What is the difference between chip architecture, design and design verification?

Thread Starter

Fenrises

Joined Mar 29, 2022
1
To start, let me mention that I'm currently in my 4th semester. I've been applying for a student job and it seems that these 3 are the standard around here. I'm more or less aware of what the actual job is but I'm having a difficult time understanding which position is more "lucrative/prestigious" than the other.
A few companies gave me the option to choose between these positions and I honestly have no clue what I should prefer.
 

dl324

Joined Mar 30, 2015
16,943
Welcome to AAC!

Architecture involves the higher level design considerations: how many levels of cache memory and how much, pipeline depth, instruction support, concurrency, out of order/in order, number of registers, etc.

Design is the implementing of those functions.

Verification has several aspects. Layout verification would check compliance with design rules, connectivity verification would check connectivity against the schematic, performance verification would verify that the device would meet speed requirements (taking into consideration process variation), reliability verification would check for electromigration and self-heat issues (usually at a frequency far in excess of what the products will be marketed at).

In your 4th semester, I don't see how you'd have enough education to assist in any of those disciplines.
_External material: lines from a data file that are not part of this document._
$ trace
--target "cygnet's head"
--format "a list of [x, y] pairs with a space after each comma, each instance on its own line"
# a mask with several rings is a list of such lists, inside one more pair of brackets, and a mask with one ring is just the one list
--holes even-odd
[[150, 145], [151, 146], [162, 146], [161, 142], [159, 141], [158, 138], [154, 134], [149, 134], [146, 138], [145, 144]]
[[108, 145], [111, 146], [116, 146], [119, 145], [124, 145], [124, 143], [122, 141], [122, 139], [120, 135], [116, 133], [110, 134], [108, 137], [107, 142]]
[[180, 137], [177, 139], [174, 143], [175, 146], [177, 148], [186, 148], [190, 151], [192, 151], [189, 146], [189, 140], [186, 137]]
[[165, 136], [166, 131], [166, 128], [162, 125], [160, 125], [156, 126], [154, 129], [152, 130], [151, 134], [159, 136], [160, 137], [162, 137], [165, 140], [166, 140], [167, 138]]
Most interns are in their last year of their degree program. Some companies/positions only accept students who already have an undergraduate degree.

Architects are fewer in number than design engineers and might be considered more prestigious, but it depends on what your passion is. Some engineers prefer to be closer to the process/device performance end of things.
 

tindel

Joined Sep 16, 2012
936
If you know the functions of the positions but don’t know what you want to do, then I’d take the opportunity to do one of them to get a feel for it, and then try the other roles while attending grad school if you can.

That said, when I was at ADI the designers were king. Some of them were also self-absorbed assholes. Not to mention that the company culture sucked. I left after two short years. It was a shame because the money was pretty good, and I wanted to love the place.

Just pointing this out because there’s more to a company than personal prestige. Also prestige is earned from your peers not your title.

As an intern don’t expect anything you ‘design’ to make it to final tapeout
 
Last edited:

drjohsmith

Joined Dec 13, 2021
852
If you know the functions of the positions but don’t know what you want to do, then I’d take the opportunity to do one of them to get a feel for it, and then try the other roles while attending grad school if you can.

That said, when I was at ADI the designers were king. Some of them were also self-absorbed assholes. Not to mention that the company culture sucked. I left after two short years. It was a shame because the money was pretty good, and I wanted to love the place.

Just pointing this out because there’s more to a company than personal prestige. Also prestige is earned from your peers not your title.

As an intern don’t expect anything you ‘design’ to make it to final tapeout
verification sucks
you have to be a certain kind of person to love that
its all about trying to brake some one else's design, lots of documentation / procedures
then the politics of the designer saying your testing wrong, and snr management saying not to find to many bugs.

Desing engineer,
takes some ones "mad idea" and makes it into a working system
needs / gains lots of knowledge about the tools / silicon
and learns a lot of new stuff all the time

System designer
comes up with the "mad ideas"
often the most clever of people,
very specialised ,
so they might know lots about say 5G mobile
but not say video,
so unlike the other two,
skills are not so transferable unless lots of luck
 

tindel

Joined Sep 16, 2012
936
The students I work with - I tell them that they will usually be a test/verification engineer or systems engineer when they graduate - they tell me they won't - that they'll be a design engineer. Then they get a test or systems job. I would highly suggest against a systems job out of college if you want to remain technical (great path if you want to bee line to management though). It's incredibly rare to start in design - if you do, you're in the 1% (Usually top of the class MSEE or PhD from a good school - think MIT), the company is desperate to fill those roles and needs a warm body trying to get it done, or you’re at a startup.

I'd agree that verification sucks - but if you want to be the best engineer you can be then verification/test is where you should start. Do that for 2-5 years - enough to start knowing what the good career verification engineers are doing, then transfer to design for 5-10 years so you are skilled, and then move to systems - you’ll gain the big picture quickly. After 2-5 of systems, you’ll start having your own ideas that the company will likely ignore. That’s when it’s time to start your own business.

Note that test and verification are slightly different. Test gets the chips ready for mass production while verification makes sure the chip does what they think it should do. These can have different meanings at different companies too. Sometimes the roles are combined.